Billions of mice are running rampant in the Eastern part of Australia, and farmers are struggling to contend with them eating crops and destroying equipment.
“People are putting the legs of their beds in buckets or pots of water, but the mice are still climbing curtains, jumping onto their beds and biting them,” Xavier Martin, a grain farmer, told the Telegraph.
“As they run out of food and cannibalize each other they do decline but in other places, they are just absolutely exploding and it’s not thousands, it’s billions,” Martin told BBC Radio 4’s Today Program. (RELATED: With Return Of Cicadas, Experts Warn Of Rat Infestation)
“The ground just moves with mice”
— BBC News (World) (@BBCWorld) May 25, 2021
“In my family farm we put out two billion baits mainly by aircraft, and we are only moderate-sized farmers and they are all gone, the baits have all been all taken.”
The Commonwealth Scientific and Industrial Research Organization (CSIRO) showed the extent of the pestilence after creating a map that tracked mouse hotspots called MouseAlert. The map allows farmers to report mouse sightings.
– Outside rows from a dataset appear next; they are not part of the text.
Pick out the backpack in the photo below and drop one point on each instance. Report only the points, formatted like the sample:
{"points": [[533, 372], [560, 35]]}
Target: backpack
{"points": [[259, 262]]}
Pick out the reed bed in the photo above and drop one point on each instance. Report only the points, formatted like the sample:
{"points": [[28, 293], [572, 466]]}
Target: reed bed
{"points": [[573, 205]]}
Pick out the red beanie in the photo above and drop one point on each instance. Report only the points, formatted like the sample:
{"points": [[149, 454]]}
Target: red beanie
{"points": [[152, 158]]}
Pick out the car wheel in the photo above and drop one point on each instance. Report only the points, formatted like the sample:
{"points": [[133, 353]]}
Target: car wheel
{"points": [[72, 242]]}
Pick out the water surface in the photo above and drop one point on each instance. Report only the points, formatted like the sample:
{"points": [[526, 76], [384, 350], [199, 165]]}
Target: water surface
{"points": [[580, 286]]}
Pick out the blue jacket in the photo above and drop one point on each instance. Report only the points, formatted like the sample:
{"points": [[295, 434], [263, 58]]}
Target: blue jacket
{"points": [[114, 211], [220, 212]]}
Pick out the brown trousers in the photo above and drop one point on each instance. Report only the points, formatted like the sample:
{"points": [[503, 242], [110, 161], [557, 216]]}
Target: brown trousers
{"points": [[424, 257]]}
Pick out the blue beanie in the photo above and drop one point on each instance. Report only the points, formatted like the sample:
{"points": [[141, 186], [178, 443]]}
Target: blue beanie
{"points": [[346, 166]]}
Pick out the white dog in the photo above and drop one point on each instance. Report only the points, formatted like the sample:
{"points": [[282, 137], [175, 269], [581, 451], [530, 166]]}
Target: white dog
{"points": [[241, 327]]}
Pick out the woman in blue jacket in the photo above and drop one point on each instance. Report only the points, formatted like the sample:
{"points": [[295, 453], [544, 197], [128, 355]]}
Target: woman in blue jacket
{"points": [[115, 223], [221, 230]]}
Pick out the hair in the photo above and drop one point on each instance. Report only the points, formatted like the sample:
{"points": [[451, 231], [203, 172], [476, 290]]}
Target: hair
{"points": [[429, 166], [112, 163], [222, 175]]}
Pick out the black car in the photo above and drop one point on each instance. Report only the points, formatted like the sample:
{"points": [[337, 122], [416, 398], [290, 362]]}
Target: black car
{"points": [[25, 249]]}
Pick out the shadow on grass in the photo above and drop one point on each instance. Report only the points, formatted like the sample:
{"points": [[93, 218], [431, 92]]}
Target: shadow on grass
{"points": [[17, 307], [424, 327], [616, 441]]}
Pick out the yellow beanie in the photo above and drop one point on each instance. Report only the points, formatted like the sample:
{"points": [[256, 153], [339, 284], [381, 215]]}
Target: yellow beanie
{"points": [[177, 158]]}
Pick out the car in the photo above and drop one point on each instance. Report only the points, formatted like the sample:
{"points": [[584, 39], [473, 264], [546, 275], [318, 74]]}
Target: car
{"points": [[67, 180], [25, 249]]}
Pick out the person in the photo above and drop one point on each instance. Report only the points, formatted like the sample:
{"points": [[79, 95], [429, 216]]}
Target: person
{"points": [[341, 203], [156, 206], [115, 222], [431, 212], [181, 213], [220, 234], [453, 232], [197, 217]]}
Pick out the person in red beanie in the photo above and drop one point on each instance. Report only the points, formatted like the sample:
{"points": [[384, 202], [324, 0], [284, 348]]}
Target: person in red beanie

A report in March warned that the mice have, “continued to breed through summer/autumn, to reach a peak at sowing of winter crops.”
“In daylight, you go out and you might only see a few here and a few there until you disturb them in the crops or the paddock or in the shed,” Martin added, “But at night time they are just going in both directions across the road and if you stand still they will climb up your trousers, the outside if you’re lucky, the inside if you’re unlucky.”
The size of the plague has caused the national government to permit the usage of poison to kill the mice, but environmentalists warn that it could have an impact on other animals who eat mice.